Toute la priorité aujourd’hui est à la sauvegarde des variétés amazighes
Abderrezak Dourari, professeur des sciences du langage et directeur du centre national pédagogique et linguistique pour l’enseignement de tamazight était l’invité, ce jeudi, de l’université Hadj Lakhdar de Batna où il a animé une conférence à la faculté des langues, lettres et arts.
Invité par le rectorat, le directeur du CNPLET est venu, semble-il, pour éclairer et expliquer à la communauté universitaire auressienne les derniers développements qu’a connus la question amazighe et surtout les grands chantiers qui attendent la future académie chargée de la promotion et l’officialisation effective de cette langue.
D’emblée, Mr Dourari a salué les dernières décisions du gouvernement quant à la consécration de “Yennayer” comme fête nationale ainsi que la création imminente d’une académie de la langue amazighe.
Ces décisions courageuses sont à capitaliser parce qu’elles ouvrent une nouvelle ère à un peuple pour qu’il puisse vivre en harmonie avec sa réalité sociolinguistique.
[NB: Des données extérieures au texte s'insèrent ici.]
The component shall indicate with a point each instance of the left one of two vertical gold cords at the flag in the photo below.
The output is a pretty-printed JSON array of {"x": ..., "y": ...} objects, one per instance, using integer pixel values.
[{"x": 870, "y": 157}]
Une réalité faite d’un plurilinguisme et d’une diversité culturelle qu’il convient plutôt de valoriser et non pas de diaboliser sous prétexte qu’elle mettrait en péril l’unité du pays. « Plusieurs pays de par le monde, argumente-t-il, tels que la Suisse, la Belgique et le Canada, vivent un plurilinguisme apaisé »
Soutenir alors que la diversité linguistique pourrait porter atteinte à la cohésion de la nation n’est qu’une affabulation de ceux qui s’accrochent à l’unicité de la pensée et qui refusent d’entrer de plain-pied dans le troisième millénaire. Toutefois, le conférencier reconnait que la tâche ne sera guère de tout repos notamment dans les pays du tiers-monde. Les représentations sociales construites autour du plurilinguisme dans ces pays sont souvent négatives. En Algérie, l’unicité de la pensée a donné lieu à une politique qui exclut toute diversité culturelle ou linguistique. Cela n’est pas sans conséquences néfastes sur les représentations des Algériens qui refusent l’altérité, préférant ainsi se complaire, dit-il, dans une sorte de « fanatisme linguistique ». Il faut donc beaucoup d’effort et de temps pour faire évoluer ces représentations, et le rôle de certains secteurs comme celui de la culture, estime-t-il, est primordial à ce sujet.
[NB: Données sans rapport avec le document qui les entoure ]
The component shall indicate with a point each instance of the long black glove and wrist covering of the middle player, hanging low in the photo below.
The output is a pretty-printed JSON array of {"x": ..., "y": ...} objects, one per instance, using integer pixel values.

Quant aux questions de la graphie et de la normalisation de la langue amazighe qui suscitent présentement beaucoup de débat, le directeur de CNPLET réitère ses opinions, estimant que le choix de l’alphabet n’est pas fondamental. « La priorité aujourd’hui, dit-il, est plutôt de recueillir les différents corpus en vue de sauvegarder le trésor linguistique » Il s’agit là d’une première étape avant de procéder, ajoute-t-il, « à la normalisation des différentes variétés linguistiques. »
En scientifique dépassionné, Mr Dourari semble ne pas être emballé par l’idée d’une normalisation débouchant sur un tamazight commun qui n’existe pas, selon lui, dans la réalité. Reste qu’il ne s’agit là que de son point de vue puisque, précise-t-il, « il appartient aux futurs membres de l’académie de trancher ce genre de questions ».
Interrogé sur le problème de la terminologie scientifique et des procédés pour la création des néologismes, le conférencier estime que ce genre de lexique qui fait défaut à tamazight – parce que cette langue était, des siècles durant, essentiellement orale – est très particulier puisqu’il n’est pas régi par l’arbitraire du signe. Il convient, dès lors, de procéder d’abord par une normalisation des variétés linguistiques avant de se lancer dans la création de la néologie.
Répondant à autre question sur la durée de l’entreprise pour faire de tamazight une langue de science et d’enseignement, l’orateur avoue ne pas pouvoir donner une date précise pour réaliser cet objectif. « Ça prendra ce que ça prendra. L’essentiel est de travailler dans la sérénité, en évitant d’agir dans la précipitation pour ne pas rééditer les expériences malheureuses de certaines politiques linguistiques », conclut-il.